Calculating Work using the Integral Method | Density of Water Formula

[DrunkEngineer]

Homework Statement

Homework Equations

$W = \int F dx$

For density of water i used
D = 62.4lb/ft^3
g = 32.2 ft/s^2

$g(D = \frac{m}{V})$

$gDV = mg$

$gDV = F$

The Attempt at a Solution

i use limit from 0 to 6
$W = \int_{0}^{6} F dx$

$W = \int_{0}^{6} gDV dx$

$W = \int_{0}^{6} (32.2)(62.4)(\pi{6}^{2}{15}) dx$

$W = 20451979.29$

help check this pls

 

[Mark44]

Homework Statement

Homework Equations

$W = \int F dx$

For density of water i used
D = 62.4lb/ft^3
g = 32.2 ft/s^2

$g(D = \frac{m}{V})$

$gDV = mg$

$gDV = F$

The Attempt at a Solution

i use limit from 0 to 6
$W = \int_{0}^{6} F dx$

$W = \int_{0}^{6} gDV dx$

$W = \int_{0}^{6} (32.2)(62.4)(\pi{6}^{2}{15}) dx$

$W = 20451979.29$

help check this pls

This is incorrect. You are assuming that all of the water has to be lifted 15 feet, and this is not the case. Mentally divide the water into cylindrical slices, each of which is $\pi$*36*$\Delta y$ in volume. From the volume, you can get to the weight of each slice, but the distance a slice of water has to be pumped depends on where the slice is in the tank. The layers (slices) at the top require almost no effort to pump out, since they don't need to be lifted very far.

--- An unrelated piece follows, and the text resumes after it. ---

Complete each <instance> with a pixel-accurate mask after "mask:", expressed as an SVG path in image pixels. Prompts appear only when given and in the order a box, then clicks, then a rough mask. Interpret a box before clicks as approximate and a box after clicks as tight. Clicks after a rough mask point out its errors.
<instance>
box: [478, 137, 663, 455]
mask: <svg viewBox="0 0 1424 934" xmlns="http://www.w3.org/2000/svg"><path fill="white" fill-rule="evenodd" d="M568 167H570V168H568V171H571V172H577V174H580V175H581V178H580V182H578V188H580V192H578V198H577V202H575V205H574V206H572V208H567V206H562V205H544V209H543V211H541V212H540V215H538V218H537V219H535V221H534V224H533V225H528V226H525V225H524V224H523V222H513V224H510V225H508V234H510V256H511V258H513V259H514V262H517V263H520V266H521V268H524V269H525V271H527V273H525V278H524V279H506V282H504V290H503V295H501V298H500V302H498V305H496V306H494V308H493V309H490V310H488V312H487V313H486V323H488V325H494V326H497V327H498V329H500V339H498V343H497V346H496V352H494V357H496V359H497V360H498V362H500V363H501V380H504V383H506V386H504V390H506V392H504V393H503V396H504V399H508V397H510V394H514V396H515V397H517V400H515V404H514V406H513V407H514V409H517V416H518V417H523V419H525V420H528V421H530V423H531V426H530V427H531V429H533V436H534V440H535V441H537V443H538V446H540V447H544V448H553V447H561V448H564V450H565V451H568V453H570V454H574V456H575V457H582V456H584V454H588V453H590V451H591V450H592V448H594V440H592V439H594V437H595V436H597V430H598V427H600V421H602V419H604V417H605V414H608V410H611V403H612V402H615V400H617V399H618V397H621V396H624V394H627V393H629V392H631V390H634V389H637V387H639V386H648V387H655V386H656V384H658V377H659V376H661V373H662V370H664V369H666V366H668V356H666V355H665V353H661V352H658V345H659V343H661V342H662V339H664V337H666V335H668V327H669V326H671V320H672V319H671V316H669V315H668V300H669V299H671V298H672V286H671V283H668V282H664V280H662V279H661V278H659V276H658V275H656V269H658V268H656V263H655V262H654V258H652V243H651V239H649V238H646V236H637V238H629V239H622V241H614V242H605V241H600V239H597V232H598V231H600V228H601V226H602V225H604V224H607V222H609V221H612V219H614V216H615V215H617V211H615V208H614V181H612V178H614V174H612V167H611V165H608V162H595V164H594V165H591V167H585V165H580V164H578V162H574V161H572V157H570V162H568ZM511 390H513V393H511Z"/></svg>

The ones at the bottom require a lot more work, since the have to be lifted much farther.

 

[DrunkEngineer]

found the answer thanks for the advice

slice of cylindrical element anywhere inside cylinder
$dV = 36{\pi}dy$

$dF = 32.2(62.4(\pi{36})dy)$

work done from this differential element to the top: then (distance = 15 - y)
$dW = 32.2(62.4(\pi{36})dy)(15-y)$

$W = \int_{0}^{15} dW$
etc.

$W = 25564974$lb-ft

$W = 793943$slugs-ft

 

[Mark44]

I didn't verify your numbers, but what you have looks to be set up correctly.